# Rear Disc Conversion



## 240luvr (Oct 8, 2004)

First off, I'm posting for my buddy here so bare with me. I know he's looking at swapping out his rear drums in favor of the discs. What all is involved in this swap? Is there a particular type of Altima he should get the disc brake setup off of? Thanks again in advance guys.


----------



## Teh00Alty (Jan 21, 2005)

i want discs too, but i asked, ppl keep saying its not worth it


----------



## 240luvr (Oct 8, 2004)

So I guess I should take it as it's a royal pain in the ass to swap them. Anyone else want to add their opinion? Thanks


----------



## aaron629 (May 4, 2005)

240luvr said:


> So I guess I should take it as it's a royal pain in the ass to swap them. Anyone else want to add their opinion? Thanks


I'm thinking about swaping them for my 99 Altima as well. Let me talk to my suegro (father in law) and I will find out what is involved. Shit, maybe I'll get lucky and have him do it.


----------



## Teh00Alty (Jan 21, 2005)

aaron629 said:


> I'm thinking about swaping them for my 99 Altima as well.
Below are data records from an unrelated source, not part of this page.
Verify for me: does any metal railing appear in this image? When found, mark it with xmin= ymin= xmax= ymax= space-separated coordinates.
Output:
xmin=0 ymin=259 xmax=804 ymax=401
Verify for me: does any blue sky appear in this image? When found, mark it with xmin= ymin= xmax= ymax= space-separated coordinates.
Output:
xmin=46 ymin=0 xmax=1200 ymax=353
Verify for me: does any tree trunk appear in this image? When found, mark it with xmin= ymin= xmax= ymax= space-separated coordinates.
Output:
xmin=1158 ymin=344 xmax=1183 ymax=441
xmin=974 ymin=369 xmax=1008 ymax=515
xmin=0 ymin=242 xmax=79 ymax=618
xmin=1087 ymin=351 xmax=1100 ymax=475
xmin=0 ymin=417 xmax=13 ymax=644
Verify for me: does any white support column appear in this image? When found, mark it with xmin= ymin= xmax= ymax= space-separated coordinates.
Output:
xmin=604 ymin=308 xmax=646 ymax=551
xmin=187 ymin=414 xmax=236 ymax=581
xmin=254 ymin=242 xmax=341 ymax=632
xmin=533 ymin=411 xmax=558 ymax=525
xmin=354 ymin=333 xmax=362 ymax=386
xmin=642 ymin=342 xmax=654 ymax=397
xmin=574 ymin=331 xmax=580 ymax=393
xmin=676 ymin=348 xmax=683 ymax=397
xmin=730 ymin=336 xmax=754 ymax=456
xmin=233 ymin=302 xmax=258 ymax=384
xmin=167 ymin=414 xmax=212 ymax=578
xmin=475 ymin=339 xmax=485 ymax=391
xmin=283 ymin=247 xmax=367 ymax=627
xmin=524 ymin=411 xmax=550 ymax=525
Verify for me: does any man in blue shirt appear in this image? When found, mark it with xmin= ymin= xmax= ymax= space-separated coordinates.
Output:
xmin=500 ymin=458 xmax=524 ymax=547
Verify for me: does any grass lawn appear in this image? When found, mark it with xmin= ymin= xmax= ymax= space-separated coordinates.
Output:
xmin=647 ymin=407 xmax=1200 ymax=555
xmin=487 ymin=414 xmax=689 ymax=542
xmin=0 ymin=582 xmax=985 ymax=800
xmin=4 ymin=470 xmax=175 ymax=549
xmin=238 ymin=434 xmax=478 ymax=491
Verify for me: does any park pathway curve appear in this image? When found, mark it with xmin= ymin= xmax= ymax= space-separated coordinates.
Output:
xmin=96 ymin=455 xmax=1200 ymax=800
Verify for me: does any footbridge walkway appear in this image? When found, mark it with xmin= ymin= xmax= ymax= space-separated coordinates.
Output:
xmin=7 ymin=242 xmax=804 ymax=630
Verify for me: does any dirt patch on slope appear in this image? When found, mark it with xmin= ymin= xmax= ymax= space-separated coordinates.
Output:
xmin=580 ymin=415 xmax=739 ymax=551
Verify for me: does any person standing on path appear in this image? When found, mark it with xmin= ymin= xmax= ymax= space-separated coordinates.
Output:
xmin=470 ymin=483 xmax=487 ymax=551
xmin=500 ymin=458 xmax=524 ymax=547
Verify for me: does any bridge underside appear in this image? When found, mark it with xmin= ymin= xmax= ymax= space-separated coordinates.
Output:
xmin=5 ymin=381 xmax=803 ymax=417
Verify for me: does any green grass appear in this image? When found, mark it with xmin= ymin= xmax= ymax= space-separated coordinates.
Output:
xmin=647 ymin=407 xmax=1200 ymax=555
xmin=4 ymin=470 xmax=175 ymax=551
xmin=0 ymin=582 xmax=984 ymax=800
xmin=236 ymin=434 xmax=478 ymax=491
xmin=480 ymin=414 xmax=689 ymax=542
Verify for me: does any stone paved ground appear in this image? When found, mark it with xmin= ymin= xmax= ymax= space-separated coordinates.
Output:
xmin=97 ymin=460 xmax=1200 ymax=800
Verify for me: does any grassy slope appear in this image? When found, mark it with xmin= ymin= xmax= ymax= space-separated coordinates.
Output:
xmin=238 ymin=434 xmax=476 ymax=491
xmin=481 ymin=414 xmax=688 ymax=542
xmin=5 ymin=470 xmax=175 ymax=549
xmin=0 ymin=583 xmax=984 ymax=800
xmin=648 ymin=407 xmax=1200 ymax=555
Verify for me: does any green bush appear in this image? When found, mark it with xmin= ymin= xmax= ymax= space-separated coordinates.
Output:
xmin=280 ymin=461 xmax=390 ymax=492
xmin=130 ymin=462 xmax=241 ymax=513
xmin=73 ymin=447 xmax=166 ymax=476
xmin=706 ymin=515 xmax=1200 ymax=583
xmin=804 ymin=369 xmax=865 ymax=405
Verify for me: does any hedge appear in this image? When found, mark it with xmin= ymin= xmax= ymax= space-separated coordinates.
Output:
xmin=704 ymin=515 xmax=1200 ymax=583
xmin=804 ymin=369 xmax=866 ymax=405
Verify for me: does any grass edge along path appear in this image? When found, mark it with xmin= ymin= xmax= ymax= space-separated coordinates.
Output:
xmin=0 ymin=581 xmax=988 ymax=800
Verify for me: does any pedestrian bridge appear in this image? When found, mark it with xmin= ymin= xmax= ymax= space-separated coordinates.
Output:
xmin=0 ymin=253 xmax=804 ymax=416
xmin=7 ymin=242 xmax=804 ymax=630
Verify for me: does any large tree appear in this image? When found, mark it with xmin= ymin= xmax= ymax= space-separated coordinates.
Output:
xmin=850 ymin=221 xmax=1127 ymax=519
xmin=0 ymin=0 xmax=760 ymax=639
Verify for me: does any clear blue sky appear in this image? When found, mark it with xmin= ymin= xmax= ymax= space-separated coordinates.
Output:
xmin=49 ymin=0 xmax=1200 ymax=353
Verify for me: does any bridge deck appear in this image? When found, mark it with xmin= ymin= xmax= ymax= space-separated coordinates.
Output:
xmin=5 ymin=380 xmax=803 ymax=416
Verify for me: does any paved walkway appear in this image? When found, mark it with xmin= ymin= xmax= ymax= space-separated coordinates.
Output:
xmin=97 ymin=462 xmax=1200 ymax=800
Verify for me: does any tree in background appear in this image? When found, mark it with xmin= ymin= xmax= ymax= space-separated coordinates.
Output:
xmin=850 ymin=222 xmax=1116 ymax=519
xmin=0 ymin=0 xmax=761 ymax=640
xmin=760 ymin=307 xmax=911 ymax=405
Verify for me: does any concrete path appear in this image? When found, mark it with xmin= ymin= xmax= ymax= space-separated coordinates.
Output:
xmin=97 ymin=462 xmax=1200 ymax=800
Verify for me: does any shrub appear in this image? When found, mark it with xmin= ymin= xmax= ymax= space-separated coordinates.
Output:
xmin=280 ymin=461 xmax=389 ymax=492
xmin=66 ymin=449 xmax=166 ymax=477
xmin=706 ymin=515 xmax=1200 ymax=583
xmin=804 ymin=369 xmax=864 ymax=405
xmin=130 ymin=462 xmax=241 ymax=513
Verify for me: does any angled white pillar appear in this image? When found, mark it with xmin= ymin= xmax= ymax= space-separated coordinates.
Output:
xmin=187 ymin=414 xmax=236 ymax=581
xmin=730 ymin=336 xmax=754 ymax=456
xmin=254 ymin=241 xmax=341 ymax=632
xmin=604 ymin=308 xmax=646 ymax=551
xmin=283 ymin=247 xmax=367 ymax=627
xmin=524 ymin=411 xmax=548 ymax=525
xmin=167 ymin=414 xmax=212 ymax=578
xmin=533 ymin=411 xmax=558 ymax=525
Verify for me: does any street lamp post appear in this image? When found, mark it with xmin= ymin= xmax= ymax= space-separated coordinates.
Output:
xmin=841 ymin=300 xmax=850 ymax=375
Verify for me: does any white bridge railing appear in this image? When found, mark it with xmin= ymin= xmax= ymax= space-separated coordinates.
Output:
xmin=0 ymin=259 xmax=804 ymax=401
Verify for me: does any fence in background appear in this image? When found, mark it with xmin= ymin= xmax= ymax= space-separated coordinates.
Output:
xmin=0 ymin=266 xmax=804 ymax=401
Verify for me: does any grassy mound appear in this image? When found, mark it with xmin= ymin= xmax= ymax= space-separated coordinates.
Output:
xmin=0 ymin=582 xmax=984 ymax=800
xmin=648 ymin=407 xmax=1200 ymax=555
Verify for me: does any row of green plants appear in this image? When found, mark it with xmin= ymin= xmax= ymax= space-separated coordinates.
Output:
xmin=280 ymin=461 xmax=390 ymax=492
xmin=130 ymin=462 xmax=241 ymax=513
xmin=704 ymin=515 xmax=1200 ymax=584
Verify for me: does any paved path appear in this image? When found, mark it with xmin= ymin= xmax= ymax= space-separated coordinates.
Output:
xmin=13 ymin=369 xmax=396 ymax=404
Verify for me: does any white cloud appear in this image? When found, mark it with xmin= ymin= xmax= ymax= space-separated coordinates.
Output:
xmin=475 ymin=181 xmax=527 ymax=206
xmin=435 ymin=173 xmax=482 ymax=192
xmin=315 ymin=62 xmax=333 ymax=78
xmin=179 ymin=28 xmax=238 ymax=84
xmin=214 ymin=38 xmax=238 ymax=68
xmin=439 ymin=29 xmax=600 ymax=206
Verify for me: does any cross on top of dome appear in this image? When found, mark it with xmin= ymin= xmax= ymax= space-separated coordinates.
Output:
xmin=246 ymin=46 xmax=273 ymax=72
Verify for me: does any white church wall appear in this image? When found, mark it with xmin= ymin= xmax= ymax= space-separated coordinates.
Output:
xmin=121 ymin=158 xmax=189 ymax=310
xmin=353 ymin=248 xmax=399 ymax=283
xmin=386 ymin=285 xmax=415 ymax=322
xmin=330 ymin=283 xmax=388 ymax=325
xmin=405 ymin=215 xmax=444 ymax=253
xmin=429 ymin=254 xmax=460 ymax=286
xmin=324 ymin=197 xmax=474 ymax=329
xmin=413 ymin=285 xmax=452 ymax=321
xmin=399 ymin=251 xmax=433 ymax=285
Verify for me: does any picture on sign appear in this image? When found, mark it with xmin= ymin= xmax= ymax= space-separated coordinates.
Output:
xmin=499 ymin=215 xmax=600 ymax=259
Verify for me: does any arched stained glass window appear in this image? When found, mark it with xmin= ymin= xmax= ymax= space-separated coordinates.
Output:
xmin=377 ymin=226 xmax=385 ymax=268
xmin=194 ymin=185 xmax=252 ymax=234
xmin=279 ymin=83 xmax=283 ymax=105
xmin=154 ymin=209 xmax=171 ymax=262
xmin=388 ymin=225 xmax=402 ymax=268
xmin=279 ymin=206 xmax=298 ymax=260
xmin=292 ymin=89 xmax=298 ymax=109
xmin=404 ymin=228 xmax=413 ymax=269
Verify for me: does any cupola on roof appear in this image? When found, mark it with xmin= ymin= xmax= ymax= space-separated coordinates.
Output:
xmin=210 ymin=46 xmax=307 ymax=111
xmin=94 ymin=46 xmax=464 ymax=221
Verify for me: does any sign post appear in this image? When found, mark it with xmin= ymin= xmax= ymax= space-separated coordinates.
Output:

Let me talk to my suegro (father in law) and I will find out what is involved. Shit, maybe I'll get lucky and have him do it.


keep us updated


----------



## aaron629 (May 4, 2005)

Teh00Alty said:


> keep us updated


will do talking to him on Sat. good fight on too. Trinadad vs some other dude. Supposed to be a good fight.


----------



## Asleep (Jan 19, 2003)

it may be a sort of pain in the ass but dont let anyone tell you its not worth it. find a rear disk model at the salvage yard and pull the hubs, disks and knuckles. you will also need the e-brake stuff. bolting it in is fairly straight-forward. if you can figure out how to pull it - you can figure out how to bolt it back in. you may even need the master cylinder from the all disk vehicle, i cant remember. try pm'ing a good friend of mine - ULTIMATUC and ask him. hes done the swap to his alty and absolutely loves it.


----------



## Teh00Alty (Jan 21, 2005)

aaron629 said:


> will do talking to him on Sat. good fight on too. Trinadad vs some other dude. Supposed to be a good fight.


its monday, sowhat did he say?


----------



## aaron629 (May 4, 2005)

Teh00Alty said:


> its monday, sowhat did he say?


ooops my bad. Forgot to post. He says that it is a pain in the add. First you have to change your brake cables to switch from drum to caliper. Then you have to buy a spindle that will fit for disk and not caliper. There is also some other bull crap involved. In the long run it probably is still a kick ass conversion. As for cost that he didn't know but I'm guessing if you do it yourself about 800-1100 and that's a guess.


----------



## Asleep (Jan 19, 2003)

aaron629 said:


> ooops my bad. Forgot to post. He says that it is a pain in the add. First you have to change your brake cables to switch from drum to caliper. Then you have to buy a spindle that will fit for disk and not caliper. There is also some other bull crap involved. In the long run it probably is still a kick ass conversion. As for cost that he didn't know but I'm guessing if you do it yourself about 800-1100 and that's a guess.


its not _that_ expensive. im telling you, pm ultimatuc for a price and labor rundown. he'll tell you what you need to do.


----------